The microchip designer lifted profits before tax 32% to £123.9m on revenue that rose 22% to £228.5m or 15% in dollar terms to $357.1m.
Processor licensing revenue in US$ up 3% year-on-year, with royalty revenue in US$ up 31% year-on-year.
With net cash generation in the quarter at £93.3m, the interim dividend was hiked 25% to 3.15p per share.
"Q2 2015 has been a strong quarter for ARM with a highly diverse range of leading companies choosing to license ARM's latest processors and physical IP for their future product developments," said chief executive Simon Segars.
He said that following ARM's investment in improved technology products for mobile devices, the automotive sector and enterprise infrastructure, the company had signed licences for many of these new products.
"This licensing activity will help to grow the royalty revenue opportunity for years to come," he added.

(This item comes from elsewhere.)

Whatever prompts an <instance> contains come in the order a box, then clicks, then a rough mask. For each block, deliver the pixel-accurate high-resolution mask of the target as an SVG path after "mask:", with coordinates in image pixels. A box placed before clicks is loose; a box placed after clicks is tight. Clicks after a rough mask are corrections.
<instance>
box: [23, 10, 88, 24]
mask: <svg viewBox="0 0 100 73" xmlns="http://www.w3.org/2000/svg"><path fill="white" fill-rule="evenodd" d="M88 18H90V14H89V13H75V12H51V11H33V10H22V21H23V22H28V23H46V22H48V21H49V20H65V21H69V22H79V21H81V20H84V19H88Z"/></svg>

Guidance for the full year dollar revenues is in line with current consensus, with a "small sequential increase in industry shipments in Q3".
Overnight, Apple, thought to be ARM's largest customer, also fell slightly short of analyst's consensus expectations for its fourth quarter projections. The California company revealed it sold 47.5m iPhones in the third quarter, up 35% on the same period last year but short of analysts’ expectations of 48.8m. IPad sales fell 18% to 10.9m, the sixth consecutive quarter of declines.
Apple guided towards revenues of between $49bn and $51bn in its fourth quarter, shy of the $51.1bn consensus forecast.
Analysts at RBC Capital Markets said ARM's dollar revenue and profits were in line, though forex rates impacted the company's sterling-reported numbers, with an actual USD/GBP rate of 1.56 compared to consensus expectations of 1.51.
With customers continuing the switchover to higher royalty rate v8 processor architecture in mobile and market share gains continuing outside mobile, RBS said "ARM should by definition continue to outperform the industry".
The Canadian bank said ARM's valuation "looks attractive" as a forward p/e ratio of 27.5 times is cheap versus its historical range of between 30 and 40 times.